What is multiple sclerosis?

Multiple sclerosis (MS) is a disease that affects your brain and spinal cord, so before we can understand MS it’s best to learn a little about the layout of the nervous system.

Your brain and spinal cord make up what is known as the central nervous system, or CNS—which (simply put) is the part of your body that controls voluntary and involuntary actions. The CNS is made of many kinds of cells, but the two most important here are neurons and oligodendrocytes.

Neurons are the cells responsible for communicating parts of the body, creating a “highway” for information to travel across the body. This communication is usually transmitted through electrical signals or chemicals across the neurons’ branches.

Oligodendrocytes produce something called myelin, a substance that is mostly made of fat. Myelin wraps around parts on neurons, and by doing so acts similarly to insulation on wires: It helps keep the electrical and chemical signals from leaking outside the “wire”. If mass leakage were to occur, the communication between neurons would either become very slow, or would stop happening at all—like how a wire without insulation would short-circuit an electronic device.

In MS, this is actually what happens: Something destroys the oligodendrocytes, therefore stripping the neurons of their insulation. However, the disease sometimes progresses beyond removing the myelin—the attacking substance also damages the “wires” beneath, crippling communication between neurons even further.

What this means for the person with MS is that, depending on where in the brain the attacks occur, deficits will arise. For example, losing myelin around the optic nerve harms vision, while losing it in your cerebellum harms balance and coordination. MS patients can recover from these changes, but often they are permanent.

According to the NationalMSSociety, Other symptoms include: fatigue, walking difficulties, spasticity (stiffness and muscle spasms), weakness, dizziness and vertigo, bladder problems, bowel problems, pain, cognitive changes (like the ability to remember information and problem-solve), emotional changes, and depression.
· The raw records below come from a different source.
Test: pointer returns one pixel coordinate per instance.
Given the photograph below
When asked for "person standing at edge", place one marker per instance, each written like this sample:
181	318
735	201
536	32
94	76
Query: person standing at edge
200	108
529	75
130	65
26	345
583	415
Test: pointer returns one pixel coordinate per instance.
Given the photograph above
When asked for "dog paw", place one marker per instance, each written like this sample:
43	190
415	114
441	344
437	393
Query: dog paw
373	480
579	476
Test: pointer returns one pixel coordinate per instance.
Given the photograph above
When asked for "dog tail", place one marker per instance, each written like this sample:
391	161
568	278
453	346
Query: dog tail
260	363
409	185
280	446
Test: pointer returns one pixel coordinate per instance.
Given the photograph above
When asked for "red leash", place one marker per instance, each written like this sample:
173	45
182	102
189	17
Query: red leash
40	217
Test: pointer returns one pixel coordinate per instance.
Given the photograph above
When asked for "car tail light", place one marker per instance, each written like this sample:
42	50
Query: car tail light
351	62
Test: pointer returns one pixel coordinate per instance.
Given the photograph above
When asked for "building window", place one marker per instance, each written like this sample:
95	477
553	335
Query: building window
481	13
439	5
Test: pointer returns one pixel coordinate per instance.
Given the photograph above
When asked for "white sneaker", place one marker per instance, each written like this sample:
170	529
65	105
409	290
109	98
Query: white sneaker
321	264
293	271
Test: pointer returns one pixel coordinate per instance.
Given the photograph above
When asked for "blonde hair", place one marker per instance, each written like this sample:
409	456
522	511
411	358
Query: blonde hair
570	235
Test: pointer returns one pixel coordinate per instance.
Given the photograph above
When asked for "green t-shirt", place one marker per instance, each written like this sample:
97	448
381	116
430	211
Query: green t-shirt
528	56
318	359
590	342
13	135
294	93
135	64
These symptoms vary widely amongst patients, and come on in four different types of patterns: relapsing-remitting MS (RRMS), where there are flare-ups followed by recovery periods followed by even worse flare-ups; secondary-progressive MS (SPMS), in which people with RRMS stop the cycle of relapse-recovery and begin to steadily grow worse; primary-progressive MS (PPMS), where the disease progresses steadily from the beginning without relapses and remissions; and progressive-relapsing MS (PRMS), in which the other types are combined.

What causes MS?

Nobody knows for sure at this point. The primary perpetrator is thought to be the immune system: It incorrectly recognizes something in the myelin and nerve cells as a foreign invader, and attacks them. Or in other words, your body’s defense systems try to protect you from harm, and end up harming you in the process—also known as an autoimmune disease.

But what would trigger such a response? Is it genes? Or is it environmental?

Genetics certainly play a role in MS. The people most likely to develop MS are Caucasian women of northern European descent, and having a close relative with the disease ups your personal likelihood from 0.1% (the general population) to around 5%.

There are some other risk factors involved in developing MS. For example, smoking has been found to increase a person’s risk of developing the disease, and is known to make it progress more quickly and severely. (Thankfully, it was also found that quitting smoking either before or during development of MS slows disease progression.)

Further, scientists have found that MS likelihood varies by how far you live from the equator. The closer you are, the less likely you and your descendants are to develop the disease—a relationship which holds true for young people (<15 years old) who move either closer or farther away. Scientists believe it has to do with vitamin D exposure, because those who live closer to the equator generally receive more vitamin D from sunlight.